Los soplamocos de mi infancia (Diario)
Publicado en Oct 08, 2013
Cuando yo tenía unos 7 años de edad aproximadamente me dediqué, en algunos breves momentos, a aprender a hacer barcos de papel, aviones de papel, pajaritas de papel, unas especies de alforjas de papel que servían para contar y vaticinar si ibas al cielo (color azul) o si ibas al infierno (color rojo) y, de manera muy especial, a confeccionar soplamocos de papel que servían para hacerlos estallar muy cerca de las orejas de las chicas que más nos gustaban pero, claro está, ellas respondían que eras un sinvergüenza, un maleducado y un malcriado y te dejaban más solo que la una. Así que harto ya de aquello de que las chicas que más me gustaban se enfadasen conmigo y no me dirigieran la palabra durante varias semanas por lo de los soplamocos de papel, decidí dejar de hacer soplamocos (la verdad es que yo no era violento pero a alguno de mis enemigos estuve a punto de soltarles algún que otro soplamocos que otro pero no precisamente de papel) y dedicarme a escribir poesías.
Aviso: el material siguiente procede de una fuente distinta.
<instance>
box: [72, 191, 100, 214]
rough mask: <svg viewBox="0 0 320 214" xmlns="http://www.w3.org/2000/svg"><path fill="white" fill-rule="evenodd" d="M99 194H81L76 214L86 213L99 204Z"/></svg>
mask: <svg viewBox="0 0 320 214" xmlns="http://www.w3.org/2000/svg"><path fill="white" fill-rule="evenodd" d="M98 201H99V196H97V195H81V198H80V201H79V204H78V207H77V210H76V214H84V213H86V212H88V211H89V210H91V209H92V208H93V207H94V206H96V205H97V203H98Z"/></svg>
Como me daba vergüenza leer mis poesías en público decidí que lo mejor era tirar por la calle y por las calles me lo pasaba chupi lerendi riéndome de aquellas ocurrencias de los soplamocos de papel. Claro está que las niñas que más me gustaban se asomaban a las ventanas por ver qué hacía yo en aquellos años tan felices. Los soplamocos de papel dejaron su lugar a los poemas y, después, como me daba vergüenza leer mis poemas en público, me dediqué a jugar al fútbol con las castañas pilongas, productos de los castaños de Indias que, según decían las malas lenguas, eran incomestibles y si te las comías te entraba una especie de locura fatal. En definitiva, que era fatal intentar ligar con las chicas que más te gustaban con aquello de hacer explotar los soplamocos muy cerca de sus orejas. En cuanto a lo de repartir soplamocos en las narices de los demás chicos el especialista era "Emilín" pero yo siempre estaba atento por si alguna vez tuviera que soltarle un soplamocos a algunos de aquellos mocosos. Algo que Dios quiso que no sucediera nunca.